On each concentric tube, there's a unique unit vector field orthogonal to the preimages
of projection to $\alpha$. Scale this vector field so that it commutes with
projection, to get a full set of
cylindrical coordinates for a neighborhood of $\alpha$. The only first-order
invariant for the metric that is free is the first derivative of scaling function.
Using that, you can match the first derivative
by using the curvature and torsion of a curve in space.
This process defines the affine connection on the tangent bundle. The Levi-Civita
connection is the linear part of the affine connection, which is automatically by
definition torsion free. The non-torsion-free connections are ones that
impart twists on little neighborhoods of curves. This is usually expressed
by translating it into a formula about covariant derivatives of two vector fields
not being as commutative as it should be.
This really calls for pictures. Any volunteers?

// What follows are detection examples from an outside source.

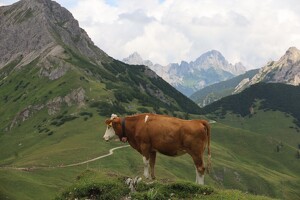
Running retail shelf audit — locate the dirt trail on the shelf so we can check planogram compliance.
[0,145,130,171]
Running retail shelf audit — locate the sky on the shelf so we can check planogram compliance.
[0,0,300,69]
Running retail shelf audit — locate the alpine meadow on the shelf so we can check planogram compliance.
[0,0,300,200]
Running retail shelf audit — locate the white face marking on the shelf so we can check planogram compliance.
[143,157,150,179]
[103,114,118,141]
[145,115,149,123]
[103,125,116,141]
[196,169,204,185]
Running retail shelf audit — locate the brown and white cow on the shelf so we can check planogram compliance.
[103,113,211,184]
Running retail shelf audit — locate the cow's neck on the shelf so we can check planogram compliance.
[121,118,140,152]
[121,117,127,138]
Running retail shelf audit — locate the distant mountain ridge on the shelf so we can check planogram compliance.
[191,47,300,107]
[190,69,259,107]
[122,50,246,96]
[0,0,199,131]
[235,47,300,93]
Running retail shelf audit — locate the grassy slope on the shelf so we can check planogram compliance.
[0,110,300,199]
[0,61,300,199]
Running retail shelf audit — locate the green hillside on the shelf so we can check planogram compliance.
[0,111,300,199]
[190,69,259,107]
[0,0,300,200]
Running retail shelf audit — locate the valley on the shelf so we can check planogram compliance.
[0,0,300,199]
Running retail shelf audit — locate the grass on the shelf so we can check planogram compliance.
[56,170,269,200]
[0,107,300,199]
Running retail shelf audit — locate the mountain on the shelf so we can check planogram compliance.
[190,69,259,107]
[235,47,300,92]
[203,82,300,124]
[0,0,199,127]
[123,50,246,96]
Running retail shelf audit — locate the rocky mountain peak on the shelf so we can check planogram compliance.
[0,0,110,69]
[279,47,300,63]
[122,52,153,67]
[235,47,300,92]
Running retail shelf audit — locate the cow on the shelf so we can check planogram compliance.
[103,113,211,185]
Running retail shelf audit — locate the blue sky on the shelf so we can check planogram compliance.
[0,0,300,69]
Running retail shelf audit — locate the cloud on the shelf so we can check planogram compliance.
[1,0,300,68]
[119,9,155,24]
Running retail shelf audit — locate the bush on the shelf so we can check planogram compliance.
[56,181,129,200]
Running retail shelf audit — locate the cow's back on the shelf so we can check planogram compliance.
[138,114,207,156]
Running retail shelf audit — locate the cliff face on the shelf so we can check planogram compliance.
[123,50,246,96]
[0,0,109,69]
[235,47,300,92]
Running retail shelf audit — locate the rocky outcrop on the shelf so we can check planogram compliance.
[10,87,85,129]
[235,47,300,93]
[0,0,111,72]
[123,50,246,96]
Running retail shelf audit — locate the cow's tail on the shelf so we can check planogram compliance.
[203,121,211,173]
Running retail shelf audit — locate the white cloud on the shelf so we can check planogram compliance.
[1,0,300,68]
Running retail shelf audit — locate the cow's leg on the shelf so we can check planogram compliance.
[141,143,150,179]
[143,156,149,179]
[192,155,205,185]
[150,151,156,179]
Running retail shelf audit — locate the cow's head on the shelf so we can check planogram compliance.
[103,114,120,141]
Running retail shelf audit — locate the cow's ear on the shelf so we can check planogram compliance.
[105,119,113,125]
[112,117,121,124]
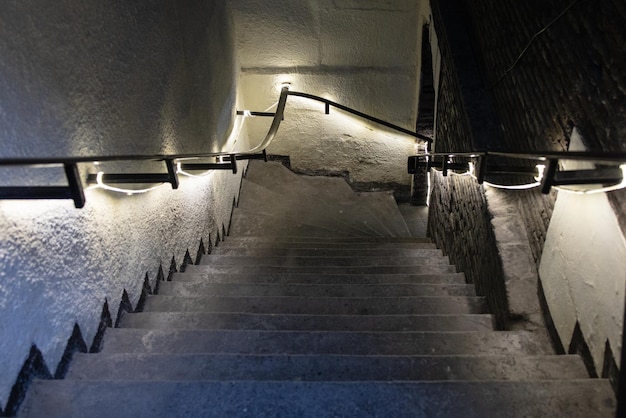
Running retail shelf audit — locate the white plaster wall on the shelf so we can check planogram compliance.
[0,0,247,407]
[233,0,426,184]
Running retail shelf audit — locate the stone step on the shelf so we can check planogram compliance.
[145,296,488,315]
[20,379,616,418]
[66,353,588,382]
[220,234,432,243]
[211,245,443,257]
[229,209,377,238]
[169,272,465,285]
[159,281,476,298]
[199,254,450,267]
[240,165,394,236]
[120,312,494,331]
[357,192,411,237]
[103,328,552,356]
[212,237,437,252]
[235,179,392,236]
[245,162,354,203]
[185,264,456,275]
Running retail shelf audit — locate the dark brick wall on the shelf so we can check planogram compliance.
[428,173,509,329]
[432,0,626,272]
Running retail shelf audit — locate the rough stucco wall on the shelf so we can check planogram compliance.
[0,0,241,406]
[233,0,423,184]
[458,0,626,371]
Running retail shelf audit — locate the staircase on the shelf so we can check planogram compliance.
[21,162,615,417]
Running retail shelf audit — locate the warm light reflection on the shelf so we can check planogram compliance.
[553,164,626,195]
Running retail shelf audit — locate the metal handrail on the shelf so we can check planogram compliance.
[407,151,626,194]
[289,91,433,143]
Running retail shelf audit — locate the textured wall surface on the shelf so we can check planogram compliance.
[0,0,245,406]
[0,0,235,157]
[233,0,428,184]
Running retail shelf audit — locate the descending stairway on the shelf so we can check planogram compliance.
[21,162,615,417]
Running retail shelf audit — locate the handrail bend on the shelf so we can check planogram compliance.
[289,91,433,143]
[0,86,432,208]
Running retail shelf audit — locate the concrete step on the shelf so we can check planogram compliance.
[103,328,552,356]
[199,254,450,267]
[159,281,476,298]
[169,272,465,285]
[240,165,394,236]
[121,312,494,331]
[185,264,456,275]
[213,237,437,250]
[398,203,428,237]
[20,379,616,418]
[211,245,443,257]
[235,179,391,236]
[220,234,432,248]
[66,353,588,382]
[145,296,488,315]
[246,162,354,203]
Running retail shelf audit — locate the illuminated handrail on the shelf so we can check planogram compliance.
[408,151,626,194]
[0,87,289,208]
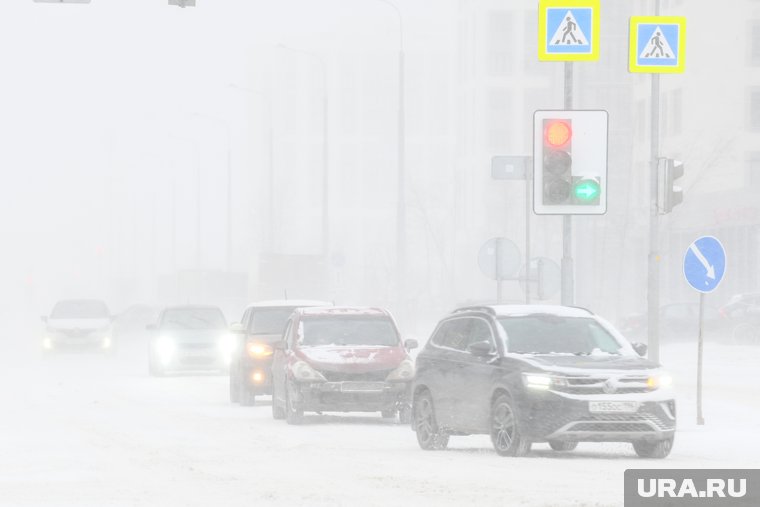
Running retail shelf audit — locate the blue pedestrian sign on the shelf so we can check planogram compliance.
[629,16,686,73]
[538,0,599,61]
[683,236,726,293]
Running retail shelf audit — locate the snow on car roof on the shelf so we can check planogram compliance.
[248,299,332,308]
[457,305,592,317]
[301,306,389,316]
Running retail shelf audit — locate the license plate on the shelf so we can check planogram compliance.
[588,401,639,414]
[340,382,385,393]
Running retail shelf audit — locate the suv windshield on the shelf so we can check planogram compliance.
[499,314,624,355]
[161,308,227,329]
[300,316,399,347]
[248,308,293,335]
[50,300,109,319]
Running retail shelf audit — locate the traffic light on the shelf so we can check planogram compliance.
[657,158,684,215]
[541,118,573,206]
[533,111,607,215]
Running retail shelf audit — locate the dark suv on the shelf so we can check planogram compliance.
[412,305,676,458]
[230,300,331,405]
[272,307,417,424]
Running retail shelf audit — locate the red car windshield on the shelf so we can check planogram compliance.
[300,316,399,347]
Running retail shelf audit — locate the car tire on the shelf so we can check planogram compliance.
[240,384,256,407]
[230,370,240,403]
[491,394,530,456]
[549,440,578,452]
[633,437,673,459]
[412,391,449,451]
[272,388,285,421]
[398,404,412,424]
[285,384,303,424]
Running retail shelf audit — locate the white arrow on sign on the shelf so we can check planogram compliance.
[689,243,715,280]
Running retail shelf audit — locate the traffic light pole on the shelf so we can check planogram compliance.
[561,62,575,305]
[647,68,660,362]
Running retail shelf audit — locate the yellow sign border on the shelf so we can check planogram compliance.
[628,16,686,74]
[538,0,601,62]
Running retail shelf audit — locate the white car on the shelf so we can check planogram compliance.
[42,299,114,352]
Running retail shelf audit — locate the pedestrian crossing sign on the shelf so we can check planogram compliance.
[628,16,686,73]
[538,0,599,62]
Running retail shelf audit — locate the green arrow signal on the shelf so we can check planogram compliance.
[573,180,601,201]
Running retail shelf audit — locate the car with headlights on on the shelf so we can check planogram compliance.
[230,300,332,405]
[412,305,676,458]
[272,307,417,424]
[147,305,234,376]
[42,299,114,352]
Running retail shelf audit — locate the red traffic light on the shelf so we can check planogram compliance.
[544,120,573,148]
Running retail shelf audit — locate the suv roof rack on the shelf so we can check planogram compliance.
[451,305,496,315]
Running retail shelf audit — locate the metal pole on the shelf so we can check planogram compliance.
[493,238,501,304]
[697,292,705,426]
[525,167,532,305]
[396,44,406,313]
[322,79,330,260]
[647,0,660,362]
[225,124,232,273]
[562,62,575,305]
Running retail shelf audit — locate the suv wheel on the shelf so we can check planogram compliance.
[380,408,396,419]
[285,383,303,424]
[491,394,530,456]
[633,437,673,459]
[549,440,578,452]
[398,403,412,424]
[412,391,449,451]
[240,384,256,407]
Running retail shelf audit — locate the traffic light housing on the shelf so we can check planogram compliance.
[657,158,684,215]
[533,111,608,215]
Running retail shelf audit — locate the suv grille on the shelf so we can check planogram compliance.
[320,370,393,382]
[554,376,652,394]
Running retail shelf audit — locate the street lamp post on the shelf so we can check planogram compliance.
[368,0,406,320]
[229,83,275,253]
[194,113,232,273]
[277,44,330,263]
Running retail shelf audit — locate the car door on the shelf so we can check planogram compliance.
[453,317,497,431]
[418,317,467,428]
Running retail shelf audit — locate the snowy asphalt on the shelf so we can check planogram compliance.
[0,332,760,507]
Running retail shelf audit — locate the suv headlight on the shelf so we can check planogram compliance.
[245,342,274,359]
[523,373,567,391]
[156,336,176,364]
[385,359,414,382]
[290,361,327,382]
[647,373,673,391]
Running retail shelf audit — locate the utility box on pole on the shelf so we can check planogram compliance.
[533,111,608,215]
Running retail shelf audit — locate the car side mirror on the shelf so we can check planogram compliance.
[404,338,420,350]
[467,341,494,357]
[631,342,647,357]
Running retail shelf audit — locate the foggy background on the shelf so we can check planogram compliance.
[0,0,760,334]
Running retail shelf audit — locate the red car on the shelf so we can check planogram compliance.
[272,307,417,424]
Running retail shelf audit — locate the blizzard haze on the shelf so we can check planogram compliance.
[0,0,760,507]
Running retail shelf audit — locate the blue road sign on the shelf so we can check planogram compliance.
[546,7,594,55]
[683,236,726,293]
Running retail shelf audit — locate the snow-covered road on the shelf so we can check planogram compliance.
[0,330,760,507]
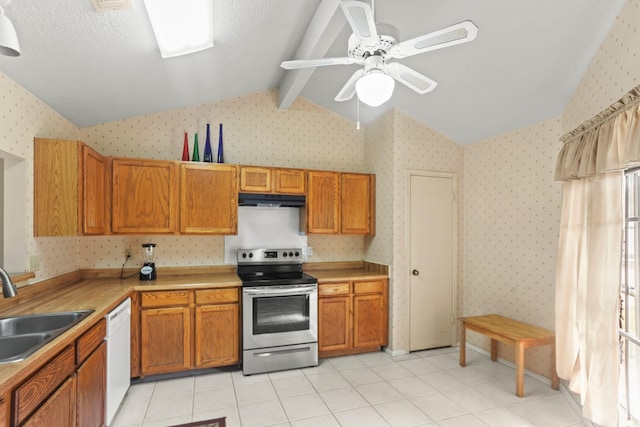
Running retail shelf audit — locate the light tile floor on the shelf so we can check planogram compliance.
[114,348,589,427]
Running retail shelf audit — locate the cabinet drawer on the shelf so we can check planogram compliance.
[13,346,75,425]
[141,291,189,308]
[353,280,383,294]
[196,288,238,305]
[318,282,349,297]
[76,318,107,365]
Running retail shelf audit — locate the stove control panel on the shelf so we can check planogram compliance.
[238,248,303,264]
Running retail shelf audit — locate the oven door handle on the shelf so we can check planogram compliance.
[242,285,318,295]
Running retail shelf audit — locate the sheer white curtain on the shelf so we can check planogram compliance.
[556,86,640,427]
[556,172,623,427]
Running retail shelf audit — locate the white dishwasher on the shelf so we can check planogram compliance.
[105,298,131,425]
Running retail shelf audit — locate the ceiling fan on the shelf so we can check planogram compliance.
[281,1,478,107]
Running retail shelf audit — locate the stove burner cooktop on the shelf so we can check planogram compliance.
[238,248,317,286]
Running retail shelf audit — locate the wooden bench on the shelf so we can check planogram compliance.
[460,314,559,397]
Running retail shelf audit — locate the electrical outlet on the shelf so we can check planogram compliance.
[29,255,40,271]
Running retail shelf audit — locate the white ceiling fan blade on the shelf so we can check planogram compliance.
[341,1,378,49]
[335,69,364,102]
[385,62,438,95]
[389,21,478,58]
[280,56,358,70]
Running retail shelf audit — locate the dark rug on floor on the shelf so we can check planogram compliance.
[173,417,227,427]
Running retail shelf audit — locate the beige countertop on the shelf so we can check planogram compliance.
[0,265,387,396]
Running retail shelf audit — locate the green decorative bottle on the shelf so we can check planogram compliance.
[202,123,213,163]
[217,123,224,163]
[191,132,200,162]
[182,132,189,162]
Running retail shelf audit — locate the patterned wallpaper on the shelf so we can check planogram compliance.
[0,73,78,280]
[562,0,640,134]
[0,0,640,373]
[365,111,463,351]
[461,118,562,376]
[79,90,368,268]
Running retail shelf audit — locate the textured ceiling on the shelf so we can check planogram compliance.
[0,0,624,144]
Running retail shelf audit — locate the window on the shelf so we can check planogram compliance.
[619,169,640,425]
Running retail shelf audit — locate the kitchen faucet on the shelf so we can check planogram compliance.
[0,267,18,298]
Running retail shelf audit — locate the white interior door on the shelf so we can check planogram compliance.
[408,174,456,351]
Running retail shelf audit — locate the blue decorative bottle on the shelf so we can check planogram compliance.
[218,123,224,163]
[191,132,200,162]
[203,123,213,163]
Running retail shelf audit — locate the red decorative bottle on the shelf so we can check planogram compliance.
[182,132,189,162]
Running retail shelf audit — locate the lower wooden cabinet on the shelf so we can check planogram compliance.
[0,395,10,427]
[195,288,240,368]
[140,287,240,376]
[141,307,191,375]
[13,345,75,425]
[318,279,388,358]
[76,338,107,427]
[22,377,75,427]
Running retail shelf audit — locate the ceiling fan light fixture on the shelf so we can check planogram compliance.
[356,69,395,107]
[0,0,20,56]
[144,0,213,58]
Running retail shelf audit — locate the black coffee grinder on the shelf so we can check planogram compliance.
[140,243,156,280]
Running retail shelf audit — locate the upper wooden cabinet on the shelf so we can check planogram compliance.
[340,173,376,235]
[80,144,110,234]
[306,171,340,234]
[240,166,306,194]
[180,163,238,234]
[33,138,109,237]
[111,159,179,234]
[306,171,375,235]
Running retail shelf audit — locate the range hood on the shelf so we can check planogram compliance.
[238,193,305,208]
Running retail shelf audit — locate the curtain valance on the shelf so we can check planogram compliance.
[555,86,640,181]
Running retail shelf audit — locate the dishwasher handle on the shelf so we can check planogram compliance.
[105,298,131,336]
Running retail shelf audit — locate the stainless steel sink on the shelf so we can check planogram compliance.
[0,310,93,364]
[0,333,52,363]
[0,310,93,337]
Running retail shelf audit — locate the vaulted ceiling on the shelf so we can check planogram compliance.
[0,0,624,144]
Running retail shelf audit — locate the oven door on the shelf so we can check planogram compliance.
[242,284,318,350]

Interesting question. The answer is no: surfaces with bounded geometry can have normal
bundles with unbounded curvature.
To set the stage, it's worth first noting that you can have a surface with extreme geometry isometrically embedded in $\mathbb E^3$, where the normal bundle, being one-dimensional, has a trivial connection; or include this into $\mathbb E^4$ (Euclidean 4-space) where the
normal bundle is 2-dimensional, but the curvature is still 0. This at least illustrates that bounded geometry of the normal bundle and tangent bundle are decoupled.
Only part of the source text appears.